Any idea on what is causing this? Thank you.


Solution

  • Your b is a list of arrays:

    In [84]: b = list(map(lambda x:np.arange(x, x+10), np.arange(0, 5)))            
    In [85]: b                                                                      
    Out[85]: 
    [array([0, 1, 2, 3, 4, 5, 6, 7, 8, 9]),
     array([ 1,  2,  3,  4,  5,  6,  7,  8,  9, 10]),
     array([ 2,  3,  4,  5,  6,  7,  8,  9, 10, 11]),
     array([ 3,  4,  5,  6,  7,  8,  9, 10, 11, 12]),
     array([ 4,  5,  6,  7,  8,  9, 10, 11, 12, 13])]
    

    When used as an index:

    In [86]: np.arange(1000)[b]                                                     
    /usr/local/bin/ipython3:1: FutureWarning: Using a non-tuple sequence for multidimensional 
    indexing is deprecated; use `arr[tuple(seq)]` instead of `arr[seq]`. 
    In the future this will be interpreted as an array index, `arr[np.array(seq)]`, 
    which will result either in an error or a different result.
      #!/usr/bin/python3
    ---------------------------------------------------------------
    IndexError: too many indices for array
    

    A[1,2,3] is the same as A[(1,2,3)] - that is, the comma separated indices are a tuple, which is then passed on to the indexing function. Or to put it another way, a multidimensional index should be a tuple (that includes ones with slices).

    Up to now numpy has been a bit sloppy, and allowed us to use a list of indices in the same way. The warning tells us that the developers are in the process of tightening up those restrictions.

    The error means it is trying to interpret each array in your list as the index for a separate dimension. An array can have at most 32 dimensions.

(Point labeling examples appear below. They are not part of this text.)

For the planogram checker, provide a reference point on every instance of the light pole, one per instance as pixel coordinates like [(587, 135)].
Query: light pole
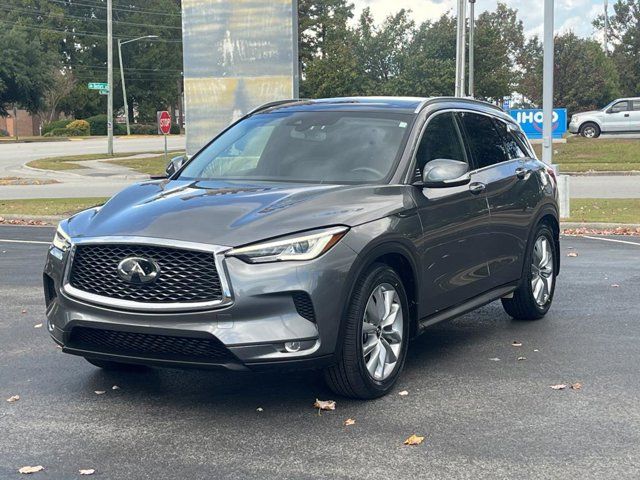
[(110, 77), (460, 48), (472, 30), (124, 89)]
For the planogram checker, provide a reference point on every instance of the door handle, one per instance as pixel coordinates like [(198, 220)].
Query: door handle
[(477, 187)]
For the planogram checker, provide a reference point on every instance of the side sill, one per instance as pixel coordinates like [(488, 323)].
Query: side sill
[(468, 306)]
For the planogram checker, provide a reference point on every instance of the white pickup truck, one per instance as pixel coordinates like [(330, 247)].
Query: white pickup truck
[(620, 116)]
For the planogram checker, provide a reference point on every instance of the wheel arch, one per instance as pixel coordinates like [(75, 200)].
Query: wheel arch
[(402, 259)]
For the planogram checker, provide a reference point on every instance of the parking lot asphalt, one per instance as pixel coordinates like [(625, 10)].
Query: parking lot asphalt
[(481, 417)]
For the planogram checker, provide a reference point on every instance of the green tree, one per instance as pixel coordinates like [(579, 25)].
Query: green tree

Evidently for the longer list it doesn't try to treat it as a tuple, and instead creates a 2d array for indexing.

    There are various ways we can use your b to index a 1d array:

    In [87]: np.arange(1000)[np.hstack(b)]                                          
    Out[87]: 
    array([ 0,  1,  2,  3,  4,  5,  6,  7,  8,  9,  1,  2,  3,  4,  5,  6,  7,
            8,  9, 10,  2,  3,  4,  5,  6,  7,  8,  9, 10, 11,  3,  4,  5,  6,
            7,  8,  9, 10, 11, 12,  4,  5,  6,  7,  8,  9, 10, 11, 12, 13])
    
    In [89]: np.arange(1000)[np.array(b)]    # or np.vstack(b)                                       
    Out[89]: 
    array([[ 0,  1,  2,  3,  4,  5,  6,  7,  8,  9],
           [ 1,  2,  3,  4,  5,  6,  7,  8,  9, 10],
           [ 2,  3,  4,  5,  6,  7,  8,  9, 10, 11],
           [ 3,  4,  5,  6,  7,  8,  9, 10, 11, 12],
           [ 4,  5,  6,  7,  8,  9, 10, 11, 12, 13]])
    
    In [90]: np.arange(1000)[b,]             # 1d tuple containing b                                       
    Out[90]: 
    array([[ 0,  1,  2,  3,  4,  5,  6,  7,  8,  9],
           [ 1,  2,  3,  4,  5,  6,  7,  8,  9, 10],
           [ 2,  3,  4,  5,  6,  7,  8,  9, 10, 11],
           [ 3,  4,  5,  6,  7,  8,  9, 10, 11, 12],
           [ 4,  5,  6,  7,  8,  9, 10, 11, 12, 13]])
    

    Note that if b is a ragged list - one or more of the arrays is shorter, only the hstack version works.